I come from a large family of ten with various foster children thrown in from time to time. I attended a public kindergarten in Orangevale, but my mother was displeased with the school and so pulled me and my 3 older siblings out to homeschool when I was in first grade. In second a new school opened in the area and they came to my mom and asked her to be PTA president. She accepted and enrolled us in this school. I still remember her being there almost daily with my youngest brother at the time in tow.
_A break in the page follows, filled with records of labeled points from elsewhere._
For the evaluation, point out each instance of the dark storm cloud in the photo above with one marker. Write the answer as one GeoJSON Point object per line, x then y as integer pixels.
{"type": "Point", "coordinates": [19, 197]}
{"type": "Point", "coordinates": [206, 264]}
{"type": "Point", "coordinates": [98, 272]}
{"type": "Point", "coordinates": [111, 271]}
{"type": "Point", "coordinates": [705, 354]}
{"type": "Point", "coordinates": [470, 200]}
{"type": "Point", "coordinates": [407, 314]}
The next year we moved to Wilton and we attended a little country school. I was very shy as a child and so mostly played with my younger sister until they split our recesses, I remember how hard that was on me, but I made a few other friends. In sixth grade I tested at the 99th percentile in what was then the CTBS test, but around the same time I tested for GATE and found that I was not smart enough to get in. I thought about this and began to suspect that perhaps testing did not really tell how smart or not a person was.
For seventh grade I had to be bused in to Elk Grove one hour and fifteen minutes each way. I can honestly say that is the closest I have ever come to feeling what the cruelest torture must be like. As I said I was very shy and all the friends I had had were placed on different tracks and I wore glasses and children of that age when too little watched and directed can be very cruel. But I got all A’s and rejoiced in the days when I was picked up. I can remember one time accidentally missing the bus, and the feeling of relief that swept through me. I was sorely tempted to miss it more, but I knew it was very inconvenient for my mother to come all the way to town and get me. In eighth grade a teacher I had liked very well came up to me in the hall and said she had been talking to the other teachers and found that I was starting to be very disruptive and a trouble maker. For the life of me I could not think of a single instance that she could be referring to. That is when I realized that the teachers must gossip just as much as the students and my respect for the profession lowered dramatically. I no longer viewed them as people who had my best interest in mind, but for the most part just people with a job. The highlight of that year was a PE class where we studied self defense for six weeks, as the final we were all to walk down an ally with the other children lined up on each side and one of the boys would spring out and attack us and we were to defend ourselves. The boy secretly chosen to attack me was one who had earlier in the year pinched my behind and I had turned around and slapped. He sprang out at me rather violently and nearly ripped my shirt off exposing me to most of the class. I could not defend myself well and I remember looking up at the teacher and instead of protecting me he was standing there taking notes.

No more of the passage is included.